Al final y luego de diez meses de continuas zozobras, se tranquilizó la región y volvió la calma, bien es verdad que a costa de castigos sangrientos. La Audiencia de Quito condenó a muerte

a Jumandi y para que la sentencia sirviera de escarmiento se obligó a los Caciques e indios de la región de Quijos y de los alrededores de la ciudad capital, a que asistieran a la ejecución.

Todos soportaron las penas con mucha ecuanimidad y antes de morir dicen que Jumandi rogó a los suyos que rezaren y sirvieran a los españoles en el futuro. “A los españoles les gustó oír aquello”. Luego se les martirizó a los prisioneros con tenazas hirvientes y al final se los ahorcó pendientes de sogas, sus cuerpos fueron descuartizados y sus cabezas colocadas en diferentes puntos para escarmiento de los transeúntes y del pueblo en general.

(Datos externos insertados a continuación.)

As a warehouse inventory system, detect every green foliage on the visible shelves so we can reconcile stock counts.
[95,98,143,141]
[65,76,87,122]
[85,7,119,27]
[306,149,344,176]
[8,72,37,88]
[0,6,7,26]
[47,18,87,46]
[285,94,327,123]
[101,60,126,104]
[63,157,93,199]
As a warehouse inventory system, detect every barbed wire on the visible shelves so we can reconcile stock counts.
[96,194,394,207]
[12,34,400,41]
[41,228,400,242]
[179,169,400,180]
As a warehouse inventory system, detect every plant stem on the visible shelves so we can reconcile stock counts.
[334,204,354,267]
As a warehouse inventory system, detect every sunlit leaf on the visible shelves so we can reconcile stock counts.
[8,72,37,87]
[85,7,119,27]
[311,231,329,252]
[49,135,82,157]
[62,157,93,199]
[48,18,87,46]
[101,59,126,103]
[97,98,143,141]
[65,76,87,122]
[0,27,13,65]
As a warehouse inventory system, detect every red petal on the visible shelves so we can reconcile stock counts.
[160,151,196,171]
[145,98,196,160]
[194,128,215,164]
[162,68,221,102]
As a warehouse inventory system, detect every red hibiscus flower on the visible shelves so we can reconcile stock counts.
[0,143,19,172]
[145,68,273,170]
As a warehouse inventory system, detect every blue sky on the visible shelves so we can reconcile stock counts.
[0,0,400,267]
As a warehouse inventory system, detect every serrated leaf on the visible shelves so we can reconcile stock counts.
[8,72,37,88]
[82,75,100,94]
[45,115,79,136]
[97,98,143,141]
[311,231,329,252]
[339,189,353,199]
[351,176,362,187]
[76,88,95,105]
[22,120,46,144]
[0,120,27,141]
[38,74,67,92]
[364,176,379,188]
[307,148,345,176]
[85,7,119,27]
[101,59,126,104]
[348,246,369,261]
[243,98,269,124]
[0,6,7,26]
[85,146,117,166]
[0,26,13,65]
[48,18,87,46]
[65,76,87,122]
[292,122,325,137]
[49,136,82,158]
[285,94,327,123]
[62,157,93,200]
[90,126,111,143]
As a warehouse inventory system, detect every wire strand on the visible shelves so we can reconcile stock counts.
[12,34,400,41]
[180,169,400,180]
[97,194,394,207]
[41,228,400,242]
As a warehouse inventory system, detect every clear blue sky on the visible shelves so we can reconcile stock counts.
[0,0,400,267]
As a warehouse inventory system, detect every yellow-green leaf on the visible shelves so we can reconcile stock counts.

A los Caciques serranos que habían participado en la conspiración, se les privó de sus posiciones y fueron desterrados a las regiones calientes de la costa, donde posiblemente murieronen poco tiempo, víctimas de las inclemencias de esos climas selváticos, a los que no estaban acostumbrados.

La rebelión de los brujos o pendes fue largamente recordada con horror por los españoles, pues estuvo a un tris de costarles el gobierno y la vida en sierra y oriente cuando menos. En 1631, al celebrarse en Quito el nacimiento de un príncipe español, se exhibió un carruaje con prisioneros que representaban a los pendes y a Jumandi, de quien se tiene relativamente pocas noticias físicas y morales pues se desconoce su descripción, así como sus hechos anteriores a la revuelta, tan importante, que impidió el éxito de la colonización oriental, sepultando a extensas zonas por algunos siglos más en la barbarie.

Como antecedentes a la rebelión de Jumandi y sus indios Quijos, que poblaban las tierras que los españoles denominaron de la Canela, por crecer en ella la codiciada especie “ishpingo”, fue visitada por Gonzalo Díaz de Pineda y por Gonzalo Pizarro en 1538 y 1539, respectivamente. Veinte años después la invadió Rodrigo Núñez de Bonilla para fundar la ciudad de Baeza a orillas del río principal de los Quijos, convirtiéndola en sede de la Gobernación. Su sucesor Andrés Contero fundó las ciudades de Avila y Archidona, pero la opresión impuesta a los nativos por los españoles vecinos de Baeza, Avila y Archidona fue tremenda, por cruel e inhumana, al punto que en 1578 el Visitador Pedro de Ortegón ordenó “Matar algunos perros que los españoles tenían, que eran muy bravos guerreros domesticadores de los indios, de tal manera que los tenían sujetos y avasallados que no había indio que osase desvergonzar ni levantar contra la obediencia de su amo”, por eso, tras dieciocho años de continuos padecimientos, los indios fueron levantados por los pendes, brujos para los españoles y sacerdotes para la mentalidad primitiva de ellos.

Al parecer en la sublevación jugó rol decisivo la propaganda mesiánica que desde Vilcabamba se extendió a todo el país del Perú y Quito y probablemente estuvo inmiscuida en ella la princesa Guachay, que fue llamada a declarar en Quito, confesando haber entrado a Iques y Atuniques, siendo muy niña, cuando acompañaba al séquito de Huayna Capac, todo lo cual ha sido relatado por Reginaldo de Lizárraga y Toribio de Ortiguera.